Dans la mesure où les services M6 X et W9 X assurent effectivement le recueil d’œuvres audiovisuelles, à savoir les programmes des deux chaînes de C, lesquelles sont disposées avec méthode, selon un classement systématique par jour et par genre, et sont accessibles par un moyen électronique, ils constituent indéniablement des bases de données au sens du texte susvisé.
En revanche, il ressort de l’attestation produite que les investissements allégués, à savoir paiements de la licence du logiciel, mise en place des hébergements, captation des contenus, numérisation des programmes, mesures d’audience, et développements de back-office et de front-office, concernent la création et la maintenance des sites m6replay.fr et w9replay.fr, soit le contenu des bases et non les bases de données elles-mêmes.

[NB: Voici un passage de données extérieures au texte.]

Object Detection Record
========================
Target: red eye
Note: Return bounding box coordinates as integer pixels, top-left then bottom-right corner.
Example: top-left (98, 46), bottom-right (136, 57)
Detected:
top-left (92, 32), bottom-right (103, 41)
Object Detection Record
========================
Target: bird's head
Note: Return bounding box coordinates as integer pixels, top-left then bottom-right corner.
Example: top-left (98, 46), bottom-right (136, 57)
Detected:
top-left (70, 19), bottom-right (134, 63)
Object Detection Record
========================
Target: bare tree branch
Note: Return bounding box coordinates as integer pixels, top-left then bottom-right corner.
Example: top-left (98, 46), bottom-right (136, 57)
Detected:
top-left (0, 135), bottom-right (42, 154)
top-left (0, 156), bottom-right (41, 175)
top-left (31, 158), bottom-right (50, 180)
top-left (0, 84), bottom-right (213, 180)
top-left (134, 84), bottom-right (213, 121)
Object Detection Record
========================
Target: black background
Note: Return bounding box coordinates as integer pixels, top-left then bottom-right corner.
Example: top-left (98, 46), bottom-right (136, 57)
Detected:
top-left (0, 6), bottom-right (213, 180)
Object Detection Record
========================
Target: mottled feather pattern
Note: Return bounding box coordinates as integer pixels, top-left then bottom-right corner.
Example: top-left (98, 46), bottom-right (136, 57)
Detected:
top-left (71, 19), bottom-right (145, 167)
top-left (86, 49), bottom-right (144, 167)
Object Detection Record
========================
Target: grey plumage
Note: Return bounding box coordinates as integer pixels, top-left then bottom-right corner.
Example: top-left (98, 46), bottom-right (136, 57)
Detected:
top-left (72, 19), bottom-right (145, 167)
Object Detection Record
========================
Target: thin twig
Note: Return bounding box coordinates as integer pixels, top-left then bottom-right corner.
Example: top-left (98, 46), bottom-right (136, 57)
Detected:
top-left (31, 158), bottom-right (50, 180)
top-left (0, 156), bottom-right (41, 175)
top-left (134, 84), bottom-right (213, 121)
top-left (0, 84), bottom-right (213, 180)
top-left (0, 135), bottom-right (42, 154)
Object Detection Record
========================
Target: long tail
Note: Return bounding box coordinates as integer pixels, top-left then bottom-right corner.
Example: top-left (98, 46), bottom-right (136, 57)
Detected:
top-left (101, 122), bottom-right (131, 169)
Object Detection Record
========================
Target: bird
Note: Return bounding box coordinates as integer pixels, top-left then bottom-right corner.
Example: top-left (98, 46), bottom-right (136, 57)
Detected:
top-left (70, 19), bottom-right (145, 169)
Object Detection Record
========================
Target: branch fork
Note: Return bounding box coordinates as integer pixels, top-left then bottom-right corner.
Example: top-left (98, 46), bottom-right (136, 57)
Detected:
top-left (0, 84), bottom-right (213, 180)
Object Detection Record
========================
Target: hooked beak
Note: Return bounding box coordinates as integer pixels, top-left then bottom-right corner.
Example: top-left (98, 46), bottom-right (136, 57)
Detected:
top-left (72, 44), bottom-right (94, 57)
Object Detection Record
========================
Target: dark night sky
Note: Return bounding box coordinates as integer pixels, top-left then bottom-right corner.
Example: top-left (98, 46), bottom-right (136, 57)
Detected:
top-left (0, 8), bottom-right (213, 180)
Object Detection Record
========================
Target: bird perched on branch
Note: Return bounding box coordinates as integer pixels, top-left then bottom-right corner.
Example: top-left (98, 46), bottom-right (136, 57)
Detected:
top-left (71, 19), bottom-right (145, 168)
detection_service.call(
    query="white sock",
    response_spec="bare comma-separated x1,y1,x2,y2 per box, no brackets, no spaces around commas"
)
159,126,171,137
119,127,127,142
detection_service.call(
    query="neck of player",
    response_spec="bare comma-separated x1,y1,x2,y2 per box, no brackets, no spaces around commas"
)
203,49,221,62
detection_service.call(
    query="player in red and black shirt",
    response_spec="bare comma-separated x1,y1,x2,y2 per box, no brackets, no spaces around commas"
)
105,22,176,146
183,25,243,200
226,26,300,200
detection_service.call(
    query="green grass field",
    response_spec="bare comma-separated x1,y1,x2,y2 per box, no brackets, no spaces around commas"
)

En particulier, aucun investissement concernant l’élaboration de la base de données, ou encore consacré à la recherche d’éléments existants et à leur rassemblement dans la base n’est justifié.
Ainsi, si les sociétés du groupe M6 démontrent avoir exposé des frais pour développer les deux sites et en assurer la maintenance, elles ne justifient pas avoir consenti des investissements substantiels pour la constitution des bases de données en cause, ni pour la vérification ou la présentation de ces bases, éléments rendus nécessaires par le texte susvisé.
En conséquence, la demande présentée à ce titre sera également rejetée.
Sur la concurrence déloyale et le parasitime
Les sociétés du groupe M6 estiment que la société SBDS a commis des actes de concurrence déloyale à l’encontre de la société M6 WEB, et des actes de parasitisme à l’encontre des autres sociétés du groupe.
Plus précisément, il est allégué qu’en étendant l’expérimentation, qui avait été autorisée pour le site totalvod.com, à l’autre site tvreplay.fr, et en démarchant des tiers pour commercialiser son service de C de rattrapage concurrent, la société SBDS aurait commis des actes de concurrence déloyale vis-à-vis de la société M6 WEB, laquelle aurait été « abusée sur les véritables intentions et projets de la société SBDS ».
D’autre part, il est soutenu que les autres sociétés du groupe M6, bien que n’exploitant pas directement de service de C de rattrapage, seraient victimes des agissements parasitaires de la société SBDS, qui aurait tiré profit, sans rien dépenser, des investissements, des efforts et du savoir-faire consacrés à la D des programmes et à leur promotion par voie de presse.
De la sorte, les sociétés du groupe M6 subiraient une captation des internautes qui ne se rendent plus sur la page d’accueil de M6 WEB pour regarder les programmes, mais supporteraient seules les investissements et les coûts nécessaires à cette diffusion.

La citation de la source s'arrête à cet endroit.